Par conséquent, la société Biosantech, qui ne conteste ni la réalité des prestations de la société Neoptim Consulting qui lui a permis de bénéficier des crédits d’impôt innovation à hauteur de la somme de 158 113 euros ni le fait que la rémunération prévue était égale à 20% du crédit d’impôt réalisé outre la TVA applicable, qui a accepté le 21 septembre 2017 l’échéancier de règlement proposé sans cependant l’exécuter et qui a opéré un virement de 5 000 euros le 11 octobre 2017, sera condamnée à payer à la société Neoptim Consulting la somme provisionnelle non sérieusement contestable de 32 947,12 euros, avec intérêts au taux légal à compter du 23 mai 2017.

La décision du premier juge sera dès lors confirmée, sauf sur le quantum de la provision pour tenir compte du versement opéré par la société Biosantech le 11 octobre 2017.

Sur les autres demandes :

Le premier juge a exactement statué sur le sort des dépens et les dispositions de l’article 700 du code de procédure civile dont il a fait une équitable application.

En cause d’appel, il y a lieu de condamner la société Biosantech à payer à la société Neoptim Consulting la somme de 3 000 euros sur le fondement de l’article 700 du code de procédure civile et de rejeter toute demande de l’Ordre des Avocats du Barreau des Hauts de Seine à ce titre.
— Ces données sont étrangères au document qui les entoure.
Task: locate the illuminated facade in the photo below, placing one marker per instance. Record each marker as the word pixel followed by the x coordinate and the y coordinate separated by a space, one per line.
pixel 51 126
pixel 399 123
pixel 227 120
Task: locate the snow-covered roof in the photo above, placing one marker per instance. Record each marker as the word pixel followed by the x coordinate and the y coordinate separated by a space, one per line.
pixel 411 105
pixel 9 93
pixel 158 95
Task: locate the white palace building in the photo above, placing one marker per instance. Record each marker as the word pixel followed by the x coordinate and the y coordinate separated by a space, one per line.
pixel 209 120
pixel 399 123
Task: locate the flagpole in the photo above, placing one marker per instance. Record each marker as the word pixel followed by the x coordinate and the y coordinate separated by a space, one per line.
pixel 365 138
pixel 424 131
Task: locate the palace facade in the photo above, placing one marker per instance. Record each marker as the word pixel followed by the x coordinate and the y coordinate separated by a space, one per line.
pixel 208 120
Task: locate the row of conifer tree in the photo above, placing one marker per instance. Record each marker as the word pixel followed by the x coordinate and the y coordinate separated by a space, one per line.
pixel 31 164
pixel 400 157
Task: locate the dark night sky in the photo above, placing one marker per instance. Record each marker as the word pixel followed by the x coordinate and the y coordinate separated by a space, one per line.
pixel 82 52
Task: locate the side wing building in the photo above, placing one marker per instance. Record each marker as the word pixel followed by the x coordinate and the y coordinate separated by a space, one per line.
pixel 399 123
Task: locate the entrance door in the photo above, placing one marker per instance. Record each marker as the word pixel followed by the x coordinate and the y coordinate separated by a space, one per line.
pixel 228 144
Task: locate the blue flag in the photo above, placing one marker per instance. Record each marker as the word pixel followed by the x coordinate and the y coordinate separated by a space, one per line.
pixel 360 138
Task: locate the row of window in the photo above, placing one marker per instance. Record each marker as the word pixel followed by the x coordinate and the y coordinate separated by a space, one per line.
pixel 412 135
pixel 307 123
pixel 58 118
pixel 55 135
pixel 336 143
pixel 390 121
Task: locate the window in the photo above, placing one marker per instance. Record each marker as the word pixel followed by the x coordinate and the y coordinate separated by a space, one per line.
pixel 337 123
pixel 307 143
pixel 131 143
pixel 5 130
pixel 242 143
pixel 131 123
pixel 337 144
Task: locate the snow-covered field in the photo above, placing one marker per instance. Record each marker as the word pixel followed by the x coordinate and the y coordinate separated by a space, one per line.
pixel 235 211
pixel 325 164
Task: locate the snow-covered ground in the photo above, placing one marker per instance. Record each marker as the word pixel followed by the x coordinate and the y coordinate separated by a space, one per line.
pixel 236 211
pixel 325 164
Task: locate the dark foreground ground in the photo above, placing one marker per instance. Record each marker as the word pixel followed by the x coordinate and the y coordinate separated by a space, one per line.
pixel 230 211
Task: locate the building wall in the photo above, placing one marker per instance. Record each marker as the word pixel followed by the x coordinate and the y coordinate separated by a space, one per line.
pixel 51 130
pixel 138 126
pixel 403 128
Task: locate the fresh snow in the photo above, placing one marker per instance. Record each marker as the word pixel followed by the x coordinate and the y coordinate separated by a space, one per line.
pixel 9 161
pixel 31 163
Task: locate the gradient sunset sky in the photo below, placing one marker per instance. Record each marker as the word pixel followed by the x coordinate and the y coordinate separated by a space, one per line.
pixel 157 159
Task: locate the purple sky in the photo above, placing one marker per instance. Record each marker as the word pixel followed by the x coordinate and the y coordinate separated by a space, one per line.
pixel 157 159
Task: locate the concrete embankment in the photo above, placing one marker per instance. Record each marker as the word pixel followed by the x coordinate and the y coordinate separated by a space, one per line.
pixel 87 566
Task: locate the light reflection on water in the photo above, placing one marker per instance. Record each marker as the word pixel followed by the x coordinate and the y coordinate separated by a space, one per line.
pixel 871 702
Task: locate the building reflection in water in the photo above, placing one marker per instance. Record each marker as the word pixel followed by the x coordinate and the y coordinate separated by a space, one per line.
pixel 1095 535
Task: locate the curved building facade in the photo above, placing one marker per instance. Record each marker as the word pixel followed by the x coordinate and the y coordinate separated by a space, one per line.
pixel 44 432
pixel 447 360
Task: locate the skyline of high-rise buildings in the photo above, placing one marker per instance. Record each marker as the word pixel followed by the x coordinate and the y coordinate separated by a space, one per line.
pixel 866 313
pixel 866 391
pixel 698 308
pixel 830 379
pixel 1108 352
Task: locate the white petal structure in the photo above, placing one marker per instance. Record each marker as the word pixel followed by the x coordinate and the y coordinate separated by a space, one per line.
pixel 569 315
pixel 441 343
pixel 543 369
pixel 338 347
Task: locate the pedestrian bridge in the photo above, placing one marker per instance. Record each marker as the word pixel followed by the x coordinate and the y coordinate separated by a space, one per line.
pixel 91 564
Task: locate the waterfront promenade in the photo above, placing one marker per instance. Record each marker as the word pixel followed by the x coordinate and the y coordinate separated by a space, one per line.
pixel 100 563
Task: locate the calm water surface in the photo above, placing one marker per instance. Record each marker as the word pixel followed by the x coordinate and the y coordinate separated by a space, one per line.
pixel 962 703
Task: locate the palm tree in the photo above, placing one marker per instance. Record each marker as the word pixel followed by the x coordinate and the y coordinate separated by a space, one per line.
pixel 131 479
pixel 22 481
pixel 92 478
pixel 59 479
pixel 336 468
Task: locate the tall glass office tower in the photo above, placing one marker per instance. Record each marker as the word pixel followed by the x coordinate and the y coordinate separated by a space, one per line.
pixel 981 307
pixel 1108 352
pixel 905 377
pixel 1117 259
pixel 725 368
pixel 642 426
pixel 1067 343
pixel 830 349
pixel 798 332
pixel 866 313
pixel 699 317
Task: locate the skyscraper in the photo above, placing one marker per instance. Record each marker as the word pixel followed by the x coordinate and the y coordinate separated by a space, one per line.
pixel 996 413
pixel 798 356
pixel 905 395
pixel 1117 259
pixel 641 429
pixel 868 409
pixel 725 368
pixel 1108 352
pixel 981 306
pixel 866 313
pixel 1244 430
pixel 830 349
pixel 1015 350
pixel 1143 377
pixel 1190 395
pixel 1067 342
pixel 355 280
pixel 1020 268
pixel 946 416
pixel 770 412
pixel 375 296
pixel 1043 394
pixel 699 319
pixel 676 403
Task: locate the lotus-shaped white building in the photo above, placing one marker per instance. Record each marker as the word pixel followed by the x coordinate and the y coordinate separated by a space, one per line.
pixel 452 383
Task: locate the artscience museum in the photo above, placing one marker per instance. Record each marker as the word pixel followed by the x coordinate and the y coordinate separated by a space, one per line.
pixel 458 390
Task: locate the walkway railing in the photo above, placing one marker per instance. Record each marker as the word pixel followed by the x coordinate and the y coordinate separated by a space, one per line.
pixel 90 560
Les dépens d’appel seront à la charge de la société Biosantech.

PAR CES MOTIFS LA COUR

Statuant par arrêt contradictoire

Donne acte à l’Ordre des Avocats du Barreau des Hauts de Seine de son intervention volontaire en cause d’appel,

Confirme l’ordonnance rendue le 9 mai 2018 par le juge des référés du tribunal de commerce de Nanterre, sauf sur le quantum de la provision,

Statuant à nouveau et y ajoutant,

Condamne la société Biosantech à payer à la société Neoptim Consulting la somme provisionnelle de 32 947,12 euros en principal, majorée des intérêts au taux contractuel de trois fois le taux légal à compter du 27 mai 2017,

Condamne la société Biosantech à payer à la société Neoptim Consulting la somme de 3 000 euros au titre des frais irrépétibles d’appel,

Rejette les autres demandes des parties,

Condamne la société Biosantech aux dépens d’appel et dit que ceux-ci pourront être recouvrés conformément aux dispositions de l’article 699 du code de procédure civile.

prononcé publiquement par mise à disposition de l’arrêt au greffe de la cour, les parties en ayant été

préalablement avisées dans les conditions prévues au deuxième alinéa de l’article 450 du code de procédure civile.

signé par Madame Thérèse ANDRIEU, Président et par Monsieur GAVACHE, greffier, auquel la minute de la décision a été remise par le magistrat signataire.